TFI reacts to fertilizer price complaints

Those who claim that the rapid increase in fertilizer prices defies rational explanation and want an investigation by the federal government don’t fully understand what’s going on in the world markets, according to The Fertilizer Institute (TFI).

“The rational explanation for the price the world’s farmers are paying today for fertilizers is the tremendous global demand push caused by increasing food demands,” said TFI President Ford B. West. “Fertilizers are currently responsible for between 40 and 60 percent of the world’s food supply, and U.S. farmers are competing with farmers from around the world.”

West’s response to a front-page article in the Wall Street Journal was part of TFI’s “outreach” after questions were raised on other fronts, including the New York Times and an appeal from the North Dakota Farmers Union (NDFU) to its senator in Washington urging an investigation by the Federal Trade Commission (GM June 2, p. 15). NDFU is upset over fertilizer prices showing a 65 percent increase since April 2007.

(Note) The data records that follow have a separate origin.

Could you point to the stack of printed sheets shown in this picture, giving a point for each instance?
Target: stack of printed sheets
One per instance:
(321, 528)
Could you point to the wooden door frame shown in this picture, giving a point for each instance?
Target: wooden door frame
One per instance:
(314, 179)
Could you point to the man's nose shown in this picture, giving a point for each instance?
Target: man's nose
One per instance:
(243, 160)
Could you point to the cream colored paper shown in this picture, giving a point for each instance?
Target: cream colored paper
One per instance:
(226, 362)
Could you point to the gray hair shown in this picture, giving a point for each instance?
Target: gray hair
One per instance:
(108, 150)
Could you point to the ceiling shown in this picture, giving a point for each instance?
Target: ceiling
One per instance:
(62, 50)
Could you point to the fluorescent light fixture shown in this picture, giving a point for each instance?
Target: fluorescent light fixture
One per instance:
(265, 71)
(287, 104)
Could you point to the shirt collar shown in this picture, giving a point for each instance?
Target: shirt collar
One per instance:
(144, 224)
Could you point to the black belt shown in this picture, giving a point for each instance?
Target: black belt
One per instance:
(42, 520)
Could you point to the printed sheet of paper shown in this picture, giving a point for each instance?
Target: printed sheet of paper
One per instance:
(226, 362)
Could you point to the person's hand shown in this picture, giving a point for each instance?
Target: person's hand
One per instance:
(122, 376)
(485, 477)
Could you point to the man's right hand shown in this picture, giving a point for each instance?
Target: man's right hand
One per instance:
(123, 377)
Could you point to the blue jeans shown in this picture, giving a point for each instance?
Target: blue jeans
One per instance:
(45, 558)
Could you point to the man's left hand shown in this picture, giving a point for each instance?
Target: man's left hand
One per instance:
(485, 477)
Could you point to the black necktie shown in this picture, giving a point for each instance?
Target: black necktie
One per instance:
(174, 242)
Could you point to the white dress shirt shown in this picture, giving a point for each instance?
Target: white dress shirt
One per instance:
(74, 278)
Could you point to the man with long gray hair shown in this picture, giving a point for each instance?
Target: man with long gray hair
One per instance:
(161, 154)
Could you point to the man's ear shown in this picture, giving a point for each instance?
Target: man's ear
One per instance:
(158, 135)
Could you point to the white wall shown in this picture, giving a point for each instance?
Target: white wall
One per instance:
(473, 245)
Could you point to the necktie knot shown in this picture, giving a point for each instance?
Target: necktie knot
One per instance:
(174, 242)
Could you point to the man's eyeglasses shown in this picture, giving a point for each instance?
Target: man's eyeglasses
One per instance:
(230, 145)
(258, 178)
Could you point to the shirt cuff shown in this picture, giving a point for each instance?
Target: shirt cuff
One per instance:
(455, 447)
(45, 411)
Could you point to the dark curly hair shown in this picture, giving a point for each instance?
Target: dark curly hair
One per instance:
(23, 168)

West emphasizes that U.S. farmers are particularly vulnerable to world changes because this country imports 90 percent of its potash and 55 percent of its nitrogen. “Since just 2001 the world demand for fertilizers grew by 14 percent, which is the equivalent to the total size of the U.S. market,” he reported. “The already tight supply situation was recently further squeezed when China, the world’s largest exporter of nitrogen and phosphate, implemented export tariffs ranging from 100 to 135 percent to keep its fertilizer at home and out of the world’s marketplace.”

TFI spokeswoman Kathy Mathers told Green Markets the organization also has reached out to NDFU President Robert Carlson, as well as to all of the members of the North Dakota congressional delegation, calling their attention to the “supply and demand factors” influencing fertilizer prices, including higher demand worldwide; the U.S. ethanol boom, which is pushing prices upward; increased transportation costs; the declining value of the U.S. dollar, which increases the cost of imported goods; and higher natural gas prices in the U.S., which lead to higher fertilizer production costs and increased fertilizer costs.

In addition to the high profile stories appearing in the Wall Street Journal and the New York Times, local media were also running plenty of stories on the high price of fertilizer. One Indiana news source noted that fertilizer prices have climbed 228 percent since 2000, while global demand jumped 14 percent from 2001 to 2006, pushing the cost of fertilizing an acre of average-yield U.S. corn from about $30 to $160.